| HN Mirror

Y	Hacker News new \| ask \| show \| jobs


	by roland35 717 days ago
	Are there any libraries in place which can normalize all emojis down to a single symbol?

2 comments

kevindamm 717 days ago

It's a design decision. On one end, if I'm reading your question correctly, you could use 0xFFFD (the replacement character) for anything not recognized as language-specific characters in the BMP and SMPs (this can be done within practically all existing Unicode libraries by filtering on character class) which will inadvertantly filter some non-emoji symbols and doesn't really convey any information (it can even look unprofessional, it reminds me a lot of the early web during the pre-unicode growing pains of poorly implemented i18n/l11n).

There are libraries like Unidecode[0py] [0go] [0js] which convert from unicode to ASCII text that might be easiest to include in a TUI. All the ones I looked at will convert emoji to `[?]` but many other characters are converted to that, too, including unknowns.

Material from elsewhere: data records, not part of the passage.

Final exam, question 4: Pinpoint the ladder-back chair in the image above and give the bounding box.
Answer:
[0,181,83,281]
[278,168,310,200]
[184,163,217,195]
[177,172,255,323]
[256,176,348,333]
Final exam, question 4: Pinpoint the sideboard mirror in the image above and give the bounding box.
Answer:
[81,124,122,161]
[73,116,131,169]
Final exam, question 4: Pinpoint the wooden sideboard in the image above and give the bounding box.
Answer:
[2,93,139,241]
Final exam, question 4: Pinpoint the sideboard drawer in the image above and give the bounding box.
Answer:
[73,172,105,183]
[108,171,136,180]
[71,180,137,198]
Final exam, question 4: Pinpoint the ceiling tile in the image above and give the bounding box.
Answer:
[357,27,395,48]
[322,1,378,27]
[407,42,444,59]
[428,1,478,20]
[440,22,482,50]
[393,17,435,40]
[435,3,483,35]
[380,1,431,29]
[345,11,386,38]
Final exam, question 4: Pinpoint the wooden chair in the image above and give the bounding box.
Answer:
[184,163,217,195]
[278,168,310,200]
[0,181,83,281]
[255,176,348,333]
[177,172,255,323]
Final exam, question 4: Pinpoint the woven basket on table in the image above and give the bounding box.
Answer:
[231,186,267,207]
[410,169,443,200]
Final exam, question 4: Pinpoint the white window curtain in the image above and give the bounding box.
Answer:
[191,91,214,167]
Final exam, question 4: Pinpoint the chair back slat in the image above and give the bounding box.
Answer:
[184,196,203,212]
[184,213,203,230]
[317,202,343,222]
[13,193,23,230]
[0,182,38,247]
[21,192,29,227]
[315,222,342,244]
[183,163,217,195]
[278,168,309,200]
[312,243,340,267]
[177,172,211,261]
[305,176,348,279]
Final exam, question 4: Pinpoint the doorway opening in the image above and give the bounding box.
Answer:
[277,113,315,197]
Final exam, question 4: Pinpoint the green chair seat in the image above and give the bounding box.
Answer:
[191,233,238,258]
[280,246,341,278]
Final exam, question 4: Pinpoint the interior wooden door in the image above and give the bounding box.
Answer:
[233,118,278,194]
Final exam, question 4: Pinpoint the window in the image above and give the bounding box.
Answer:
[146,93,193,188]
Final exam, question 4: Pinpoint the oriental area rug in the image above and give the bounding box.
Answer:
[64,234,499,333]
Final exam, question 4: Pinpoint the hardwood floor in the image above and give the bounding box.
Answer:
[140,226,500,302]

On the other end you can keep a running list of what you mean by emoji[1] and pattern match on those characters, then substitute for a representative emoji. But it will still pose some difficulty around what to choose for the representative symbol and how to make it fit nicely within a TUI. An example of a library for pattern-matching on emoji is emoji-test-regex-pattern[2] but you can see it is based on a txt file that needs to be updated to correspond with additions to Unicode.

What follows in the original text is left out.